The display unit 103 is used for displaying the virtual table frame in a floating layer form on the video image.
It should be noted that, the first determining unit 101 in this embodiment may be used to perform step S101 in the foregoing embodiment, the first determining subunit may be used to perform step S1011 in the foregoing embodiment, the second determining subunit may be used to perform step S1012 in the foregoing embodiment, the second determining unit 102 may be used to perform step S102 in the foregoing embodiment, and the displaying unit 103 may be used to perform step S103 in the foregoing embodiment. For a specific description of each unit and sub-unit, reference may be made to the corresponding content in the foregoing embodiment, and a detailed description is omitted here.

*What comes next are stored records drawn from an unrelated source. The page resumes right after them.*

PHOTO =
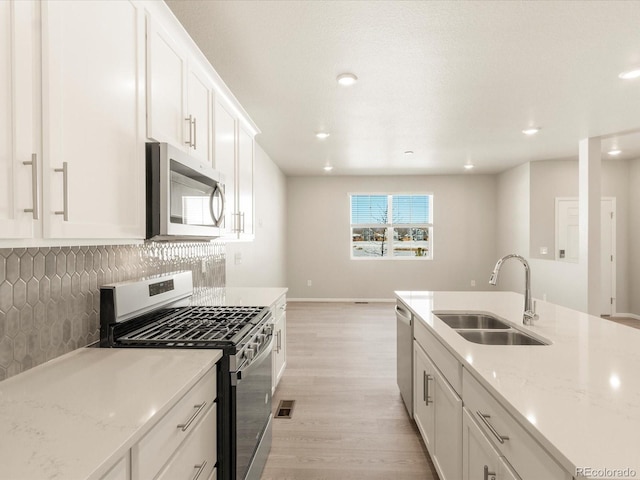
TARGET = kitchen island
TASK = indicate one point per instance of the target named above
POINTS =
(578, 396)
(76, 416)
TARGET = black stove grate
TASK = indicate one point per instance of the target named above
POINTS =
(196, 325)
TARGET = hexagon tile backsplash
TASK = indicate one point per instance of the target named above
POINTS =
(50, 297)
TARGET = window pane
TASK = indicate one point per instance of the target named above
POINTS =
(369, 242)
(411, 242)
(367, 209)
(411, 209)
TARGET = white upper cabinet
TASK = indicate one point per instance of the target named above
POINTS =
(93, 145)
(166, 89)
(19, 148)
(179, 95)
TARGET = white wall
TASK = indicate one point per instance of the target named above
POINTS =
(263, 261)
(634, 237)
(319, 248)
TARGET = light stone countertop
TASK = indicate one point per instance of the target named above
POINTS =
(579, 397)
(75, 416)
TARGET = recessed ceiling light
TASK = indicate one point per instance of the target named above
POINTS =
(347, 79)
(630, 74)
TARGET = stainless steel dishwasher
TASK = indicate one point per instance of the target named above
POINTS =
(404, 355)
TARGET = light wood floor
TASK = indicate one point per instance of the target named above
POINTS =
(349, 421)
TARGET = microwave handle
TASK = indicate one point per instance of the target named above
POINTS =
(217, 221)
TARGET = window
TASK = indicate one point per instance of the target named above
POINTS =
(391, 226)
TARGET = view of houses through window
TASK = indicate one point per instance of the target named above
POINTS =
(391, 226)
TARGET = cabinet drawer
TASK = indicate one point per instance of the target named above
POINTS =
(152, 451)
(521, 450)
(196, 458)
(446, 362)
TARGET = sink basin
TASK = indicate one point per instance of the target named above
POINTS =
(509, 337)
(472, 320)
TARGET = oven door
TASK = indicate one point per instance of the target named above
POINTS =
(253, 415)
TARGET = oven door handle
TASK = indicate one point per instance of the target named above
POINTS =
(253, 364)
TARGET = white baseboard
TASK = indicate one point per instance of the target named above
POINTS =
(343, 300)
(627, 315)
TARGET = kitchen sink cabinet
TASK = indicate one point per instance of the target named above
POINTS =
(280, 339)
(480, 459)
(19, 148)
(438, 414)
(179, 95)
(234, 158)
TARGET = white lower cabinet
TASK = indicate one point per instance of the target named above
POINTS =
(280, 341)
(480, 460)
(121, 470)
(438, 414)
(183, 443)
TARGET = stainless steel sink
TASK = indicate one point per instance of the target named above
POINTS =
(472, 320)
(509, 337)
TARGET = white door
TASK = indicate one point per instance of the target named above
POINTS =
(607, 259)
(199, 93)
(167, 120)
(567, 230)
(93, 139)
(18, 181)
(225, 162)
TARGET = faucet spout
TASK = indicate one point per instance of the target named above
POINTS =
(529, 309)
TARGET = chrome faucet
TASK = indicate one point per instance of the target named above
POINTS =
(529, 314)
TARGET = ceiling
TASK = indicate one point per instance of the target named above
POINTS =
(454, 82)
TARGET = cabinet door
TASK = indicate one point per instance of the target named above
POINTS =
(423, 409)
(479, 458)
(167, 120)
(225, 162)
(93, 176)
(448, 428)
(245, 184)
(18, 182)
(199, 93)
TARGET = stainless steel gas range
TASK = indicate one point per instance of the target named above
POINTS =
(156, 313)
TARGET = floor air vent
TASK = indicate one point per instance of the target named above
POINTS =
(285, 408)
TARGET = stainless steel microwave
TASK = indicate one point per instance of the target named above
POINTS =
(184, 197)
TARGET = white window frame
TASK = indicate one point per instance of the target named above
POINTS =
(389, 226)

Fig. 11 is a schematic structural diagram of a second generating module in the present disclosure, as shown in fig. 11, and in some embodiments, the second generating module 2 includes: an acquisition unit 201, an allocation unit 202, a third determination unit 203, and a drawing unit 204.
Wherein. The obtaining unit 201 is configured to obtain a topology structure corresponding to the virtual table frame by using vertices of each virtual cell as nodes, where four nodes corresponding to an outer frame of the virtual table frame are denoted as outer frame nodes, and other nodes in the virtual table frame are denoted as limiting nodes.
The allocation unit 202 is configured to allocate preset standardized coordinates to the four outer frame nodes.
The third determining unit 203 is configured to determine a standard position coordinate of each limiting node according to the topology structure corresponding to the virtual table frame and the standardized coordinates of each outer frame node.
The drawing unit 204 is configured to draw, in a preset coordinate system, a corresponding table line according to the topology structure of the virtual table frame, the standardized coordinates of each outer frame node, and the standard position coordinates of each limiting node, so as to obtain a standard table frame.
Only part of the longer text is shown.